How to generate the Volpi book into a single file

Each page in the Volpi translation app is in a separate HTML file. I edit and update the individual files, and I don't maintain a single file with all of the book's pages.

However, you can generate a single HTML file with all the pages yourself, by pulling the individual pages from the app and concatenating them into a single file.

Here's how.

First create a start.html file with the HTML tags at the top:

<!DOCTYPE html>
<html>
<head>
<meta http-equiv="Content-Type" content="text/html; charset=utf-8">
<title>Franco Volpi - Heidegger and Aristotle</title>
</head>
<body>
<h1>Franco Volpi - Heidegger and Aristotle</h1>
<h2>Translated by Pete Ferreira</h2>
<hr/><br/><br/>


Then create a end.html file with the HTML tags at the bottom:

</body>
</html>


Then use this PowerShell script to concatenate start.html, all the pages from the app, and end.html.

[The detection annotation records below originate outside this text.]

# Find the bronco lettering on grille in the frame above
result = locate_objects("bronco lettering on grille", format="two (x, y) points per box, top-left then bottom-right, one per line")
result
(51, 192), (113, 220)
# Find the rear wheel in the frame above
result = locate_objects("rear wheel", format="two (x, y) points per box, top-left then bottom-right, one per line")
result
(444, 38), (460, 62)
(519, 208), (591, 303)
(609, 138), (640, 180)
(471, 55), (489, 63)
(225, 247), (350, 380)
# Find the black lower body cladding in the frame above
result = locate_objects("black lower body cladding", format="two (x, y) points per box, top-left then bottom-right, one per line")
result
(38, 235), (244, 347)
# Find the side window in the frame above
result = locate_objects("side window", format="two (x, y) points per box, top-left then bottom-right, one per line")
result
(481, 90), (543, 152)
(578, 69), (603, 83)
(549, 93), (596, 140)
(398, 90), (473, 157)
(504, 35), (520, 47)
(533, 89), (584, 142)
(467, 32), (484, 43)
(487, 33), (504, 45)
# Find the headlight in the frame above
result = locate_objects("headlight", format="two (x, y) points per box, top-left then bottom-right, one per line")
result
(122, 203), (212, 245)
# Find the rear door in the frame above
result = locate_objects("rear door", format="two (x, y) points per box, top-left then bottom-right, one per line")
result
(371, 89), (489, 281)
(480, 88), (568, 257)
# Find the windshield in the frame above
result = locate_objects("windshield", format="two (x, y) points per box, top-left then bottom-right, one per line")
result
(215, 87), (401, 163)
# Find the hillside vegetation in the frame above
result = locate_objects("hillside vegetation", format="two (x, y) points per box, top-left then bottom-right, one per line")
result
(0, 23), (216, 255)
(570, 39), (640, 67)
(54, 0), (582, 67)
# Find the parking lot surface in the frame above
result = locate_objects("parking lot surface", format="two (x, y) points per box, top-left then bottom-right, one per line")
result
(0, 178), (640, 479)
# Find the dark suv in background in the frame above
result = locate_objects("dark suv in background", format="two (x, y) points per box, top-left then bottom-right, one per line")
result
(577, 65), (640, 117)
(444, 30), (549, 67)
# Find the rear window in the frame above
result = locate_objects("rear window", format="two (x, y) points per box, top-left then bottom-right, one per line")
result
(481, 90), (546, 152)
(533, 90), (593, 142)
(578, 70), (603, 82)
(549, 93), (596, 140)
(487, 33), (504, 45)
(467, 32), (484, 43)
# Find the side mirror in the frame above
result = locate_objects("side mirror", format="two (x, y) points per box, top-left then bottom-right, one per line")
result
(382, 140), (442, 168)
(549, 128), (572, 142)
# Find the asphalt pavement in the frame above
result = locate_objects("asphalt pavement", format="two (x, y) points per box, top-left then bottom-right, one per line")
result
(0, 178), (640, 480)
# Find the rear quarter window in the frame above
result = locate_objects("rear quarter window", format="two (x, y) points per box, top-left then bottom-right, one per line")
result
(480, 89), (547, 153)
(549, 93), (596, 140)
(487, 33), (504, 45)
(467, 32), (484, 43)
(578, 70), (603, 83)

$bookContent = Get-Content 'start.html' For ($pagenumber=1; $pagenumber -lt 118; $pagenumber++) { $paddedpagenumber = ("{0:D3}" -f $pagenumber) $url = "http://beyng.com/volpi/assets/EN/Volpi.$paddedpagenumber.html" $resp = Invoke-WebRequest -URI $url $bookContent += "<br/><br/><p style=""text-align:center"">$pagenumber</p>`n`r"
$bookContent += [system.Text.Encoding]::UTF8.GetString($resp.RawContentStream.ToArray()) } $bookContent += Get-Content 'end.html' $bookContent | Out-File VolpiBook.html

In between each page, the script inserts HTML with the page number. The padded page number is required for the page URLs - e.g. page 1 as 001. The UTF8.GetString stuff is required to keep the Greek characters from getting munged.